EUR 298 mln Profit after Tax in Q1 for Piraeus Bank Group
OREANDA-NEWS. June 27, 2012. After the recapitalization by EUR 4.7 billion the bank’s total capital adequacy ratio is 9.0%
On May 30, 2012 Piraeus Bank Group announced its financial results for Q1 2012. After the EUR 4.7 billion recapitalization held in the frame of the advance of EUR 18 billion made by the Hellenic Financial Stability Fund (HFSF) to the 4 major Greek banks, Piraeus Bank total capital adequacy ratio was restored to 9%.
According to Q1 2012 results the Piraeus Bank Group total assets amounted to EUR 47.5 billion, gross loans to EUR 35.9 billion, deposits portfolio to EUR 20.9 billion.
Net revenues for the Group increased by 4% to EUR 392 million despite the challenging market conditions and at the same time Operating Expenses were reduced by 8% to EUR 174 million.
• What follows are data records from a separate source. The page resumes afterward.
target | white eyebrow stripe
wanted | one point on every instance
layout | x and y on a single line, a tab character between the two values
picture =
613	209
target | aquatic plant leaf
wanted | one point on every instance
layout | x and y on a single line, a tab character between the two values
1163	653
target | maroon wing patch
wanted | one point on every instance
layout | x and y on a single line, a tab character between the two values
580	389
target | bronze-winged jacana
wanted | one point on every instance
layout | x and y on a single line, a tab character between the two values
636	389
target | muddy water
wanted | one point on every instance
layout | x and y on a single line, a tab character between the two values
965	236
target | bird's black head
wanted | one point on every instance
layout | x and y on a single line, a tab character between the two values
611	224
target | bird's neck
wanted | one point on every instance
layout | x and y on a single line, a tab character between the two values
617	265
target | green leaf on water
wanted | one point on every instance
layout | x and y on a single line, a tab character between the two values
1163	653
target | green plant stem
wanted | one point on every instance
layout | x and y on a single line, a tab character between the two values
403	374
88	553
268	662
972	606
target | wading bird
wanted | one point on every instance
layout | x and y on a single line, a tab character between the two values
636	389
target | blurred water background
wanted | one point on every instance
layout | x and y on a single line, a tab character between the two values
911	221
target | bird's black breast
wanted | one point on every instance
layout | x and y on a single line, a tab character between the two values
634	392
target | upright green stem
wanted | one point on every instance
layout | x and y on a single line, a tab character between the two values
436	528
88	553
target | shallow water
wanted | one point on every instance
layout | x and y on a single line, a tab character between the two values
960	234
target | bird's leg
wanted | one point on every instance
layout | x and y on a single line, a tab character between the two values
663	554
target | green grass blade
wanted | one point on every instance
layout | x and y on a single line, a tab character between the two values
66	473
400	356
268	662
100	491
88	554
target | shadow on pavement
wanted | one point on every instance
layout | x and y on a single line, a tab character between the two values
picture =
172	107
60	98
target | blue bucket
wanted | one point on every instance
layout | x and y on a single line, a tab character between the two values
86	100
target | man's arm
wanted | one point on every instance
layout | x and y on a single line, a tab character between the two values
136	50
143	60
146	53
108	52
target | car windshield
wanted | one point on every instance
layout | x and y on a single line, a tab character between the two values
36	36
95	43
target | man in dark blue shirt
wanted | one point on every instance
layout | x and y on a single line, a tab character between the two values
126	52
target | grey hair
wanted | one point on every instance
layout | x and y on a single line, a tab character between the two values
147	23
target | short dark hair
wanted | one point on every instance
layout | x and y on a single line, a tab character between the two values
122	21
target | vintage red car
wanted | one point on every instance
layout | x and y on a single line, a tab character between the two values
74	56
As a result pre-Tax and provision profit was increased by 18% to EUR 217 mio compared to EUR 183 mio for the same period last year. While the effort to improve the credit quality of the portfolio resulted to increased expenses for Loan Loss Provisions, the recognition of the remaining deferred tax related to the PSI resulted to a Profit after Tax of EUR 298 million compared to a profit of EUR 9 million for the same period in last year.